Reputation: 4160
I'm using Jena to query data stored in an ontology. Some of the objects are identified by a string, however sometimes the exact same string is not available, as I am processing scanned documents and so there may be OCR-Errors. Therefore, I'd like to find the most similar strings. Is there a way to use SPARQL for this purpose? Can I somehow calculate levenshtein distance in SPARQL?

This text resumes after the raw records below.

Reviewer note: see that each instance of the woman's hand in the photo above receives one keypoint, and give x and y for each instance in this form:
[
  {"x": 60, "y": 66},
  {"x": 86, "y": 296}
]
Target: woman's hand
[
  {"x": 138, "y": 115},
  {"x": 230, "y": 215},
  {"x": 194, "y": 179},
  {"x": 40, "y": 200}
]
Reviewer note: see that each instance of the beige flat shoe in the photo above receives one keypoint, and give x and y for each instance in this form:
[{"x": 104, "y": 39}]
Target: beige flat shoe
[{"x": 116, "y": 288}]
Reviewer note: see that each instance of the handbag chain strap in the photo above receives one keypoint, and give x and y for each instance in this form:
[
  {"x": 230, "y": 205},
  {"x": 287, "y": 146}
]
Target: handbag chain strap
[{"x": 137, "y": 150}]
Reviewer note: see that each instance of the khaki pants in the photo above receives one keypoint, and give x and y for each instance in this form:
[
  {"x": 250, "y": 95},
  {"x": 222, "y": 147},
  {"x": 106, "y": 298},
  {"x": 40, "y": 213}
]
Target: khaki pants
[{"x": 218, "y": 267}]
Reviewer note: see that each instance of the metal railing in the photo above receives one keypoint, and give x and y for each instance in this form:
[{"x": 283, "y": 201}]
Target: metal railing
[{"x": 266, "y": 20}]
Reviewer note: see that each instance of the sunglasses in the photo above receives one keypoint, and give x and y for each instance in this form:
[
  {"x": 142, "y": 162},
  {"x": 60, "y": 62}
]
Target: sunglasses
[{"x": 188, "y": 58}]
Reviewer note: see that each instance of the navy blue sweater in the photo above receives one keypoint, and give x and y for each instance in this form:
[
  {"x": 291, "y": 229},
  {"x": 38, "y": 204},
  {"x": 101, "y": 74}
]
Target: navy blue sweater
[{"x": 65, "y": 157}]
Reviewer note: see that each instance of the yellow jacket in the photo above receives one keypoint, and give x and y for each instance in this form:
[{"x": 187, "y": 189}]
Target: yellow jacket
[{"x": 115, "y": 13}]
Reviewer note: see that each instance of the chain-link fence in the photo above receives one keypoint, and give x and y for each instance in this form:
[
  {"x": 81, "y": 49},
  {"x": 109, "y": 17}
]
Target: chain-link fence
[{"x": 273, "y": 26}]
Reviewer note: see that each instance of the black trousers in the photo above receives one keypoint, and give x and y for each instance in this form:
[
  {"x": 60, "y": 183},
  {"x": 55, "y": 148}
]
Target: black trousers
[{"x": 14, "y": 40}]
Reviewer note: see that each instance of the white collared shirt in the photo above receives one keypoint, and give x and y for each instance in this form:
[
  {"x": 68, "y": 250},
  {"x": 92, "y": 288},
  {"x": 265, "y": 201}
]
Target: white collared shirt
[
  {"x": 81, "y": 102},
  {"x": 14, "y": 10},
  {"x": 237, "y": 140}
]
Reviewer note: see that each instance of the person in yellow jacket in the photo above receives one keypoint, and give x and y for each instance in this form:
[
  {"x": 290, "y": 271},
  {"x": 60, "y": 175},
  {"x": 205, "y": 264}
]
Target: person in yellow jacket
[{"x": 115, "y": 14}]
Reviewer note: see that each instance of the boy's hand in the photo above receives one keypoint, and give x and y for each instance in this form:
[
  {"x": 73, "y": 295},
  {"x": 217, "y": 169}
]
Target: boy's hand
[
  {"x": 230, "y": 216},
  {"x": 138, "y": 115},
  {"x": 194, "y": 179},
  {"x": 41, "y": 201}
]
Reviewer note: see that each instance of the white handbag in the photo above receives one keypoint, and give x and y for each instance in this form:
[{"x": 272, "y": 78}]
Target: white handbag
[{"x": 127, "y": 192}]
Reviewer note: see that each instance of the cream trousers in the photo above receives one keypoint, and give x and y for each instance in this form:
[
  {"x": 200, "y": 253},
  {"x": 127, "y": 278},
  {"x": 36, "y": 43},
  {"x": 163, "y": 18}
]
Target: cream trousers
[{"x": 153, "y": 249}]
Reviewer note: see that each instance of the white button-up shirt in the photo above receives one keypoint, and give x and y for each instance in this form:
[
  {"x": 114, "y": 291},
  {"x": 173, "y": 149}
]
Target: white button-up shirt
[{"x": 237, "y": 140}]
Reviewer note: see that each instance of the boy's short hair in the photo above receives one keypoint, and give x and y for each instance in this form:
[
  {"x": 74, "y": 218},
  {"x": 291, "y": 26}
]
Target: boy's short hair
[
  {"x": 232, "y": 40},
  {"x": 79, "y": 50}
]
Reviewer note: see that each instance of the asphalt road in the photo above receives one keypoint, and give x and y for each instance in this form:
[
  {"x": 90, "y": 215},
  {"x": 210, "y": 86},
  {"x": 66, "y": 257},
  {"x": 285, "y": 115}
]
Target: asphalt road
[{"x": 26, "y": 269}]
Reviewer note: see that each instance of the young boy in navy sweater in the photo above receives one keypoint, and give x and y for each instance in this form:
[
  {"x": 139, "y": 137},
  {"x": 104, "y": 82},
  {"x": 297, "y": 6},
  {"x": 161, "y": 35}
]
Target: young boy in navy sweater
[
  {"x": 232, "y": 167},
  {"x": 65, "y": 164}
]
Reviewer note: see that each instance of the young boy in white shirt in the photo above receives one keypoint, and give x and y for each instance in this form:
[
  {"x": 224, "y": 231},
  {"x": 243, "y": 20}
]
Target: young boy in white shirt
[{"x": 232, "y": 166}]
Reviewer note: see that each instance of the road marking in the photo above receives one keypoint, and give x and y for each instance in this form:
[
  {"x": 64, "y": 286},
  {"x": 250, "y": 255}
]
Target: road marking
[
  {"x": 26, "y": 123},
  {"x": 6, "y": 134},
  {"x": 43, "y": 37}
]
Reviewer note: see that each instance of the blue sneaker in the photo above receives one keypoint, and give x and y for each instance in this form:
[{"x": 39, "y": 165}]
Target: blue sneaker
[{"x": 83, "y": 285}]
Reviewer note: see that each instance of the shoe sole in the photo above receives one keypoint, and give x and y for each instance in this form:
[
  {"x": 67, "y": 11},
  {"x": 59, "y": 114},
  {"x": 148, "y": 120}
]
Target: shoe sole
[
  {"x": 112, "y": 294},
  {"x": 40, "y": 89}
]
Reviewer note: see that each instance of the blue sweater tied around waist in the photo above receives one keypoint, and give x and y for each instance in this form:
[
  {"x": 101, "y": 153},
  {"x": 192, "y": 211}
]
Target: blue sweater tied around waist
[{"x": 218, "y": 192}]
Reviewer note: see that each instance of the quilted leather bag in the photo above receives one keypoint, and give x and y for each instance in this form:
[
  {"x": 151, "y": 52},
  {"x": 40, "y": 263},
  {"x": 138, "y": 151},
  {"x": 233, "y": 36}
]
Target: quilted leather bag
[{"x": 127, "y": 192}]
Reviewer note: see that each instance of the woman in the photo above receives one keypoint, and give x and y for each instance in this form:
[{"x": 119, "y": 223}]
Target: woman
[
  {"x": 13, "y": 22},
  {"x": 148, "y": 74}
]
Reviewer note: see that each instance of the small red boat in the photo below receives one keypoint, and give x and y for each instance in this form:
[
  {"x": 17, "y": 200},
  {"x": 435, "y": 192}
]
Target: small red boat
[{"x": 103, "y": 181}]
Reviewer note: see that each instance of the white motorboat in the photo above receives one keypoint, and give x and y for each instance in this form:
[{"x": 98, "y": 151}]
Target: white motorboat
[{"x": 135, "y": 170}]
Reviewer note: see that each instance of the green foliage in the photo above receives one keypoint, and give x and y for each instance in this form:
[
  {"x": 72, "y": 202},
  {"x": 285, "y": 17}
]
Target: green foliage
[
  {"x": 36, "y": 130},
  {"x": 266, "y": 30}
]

If this is not possible, I can still calculate the levenshtein distance in java. However, an efficient algorithm would still require to filter out irrelevant strings using SPARQL.
Upvotes: 4
Views: 1995
Reputation: 2601
For sesame there's fr/sparna/rdf/sesame/toolkit/functions/LevenshteinDistanceFunction
but can't find the source.
Upvotes: 1
Reputation: 4160
In case anyone's interested, this is how I implemented it:
public class LevenshteinFilter extends FunctionBase2
{
public NodeValue exec(NodeValue value1, NodeValue value2){
int i = StringUtils.getLevenshteinDistance(value1.asString(), value2.asString());
return NodeValue.makeInteger(i);
}
}
usage:
String functionUri = "http://www.example.org/LevenshteinFunction";
FunctionRegistry.get().put(functionUri , LevenshteinFilter.class);
String s = "...";
String sparql = "SELECT ?x WHERE { ?x a Something . " +
"?x hasString ?str . " +
"FILTER(<"+functionUri +">(?str, \"" + s + "\") < 5) }";
QueryExecution qexec = QueryExecutionFactory.create(sparql, model);
ResultSet rs = qexec.execSelect();
while(rs.hasNext()){
...
}
Upvotes: 4
Reputation: 164
SPARQL can't do this directly, but you could implement the levenshtein distance function in java, and use it in a SPARQL FILTER clause. Extensions in ARQ has details about using extension functions.
Upvotes: 6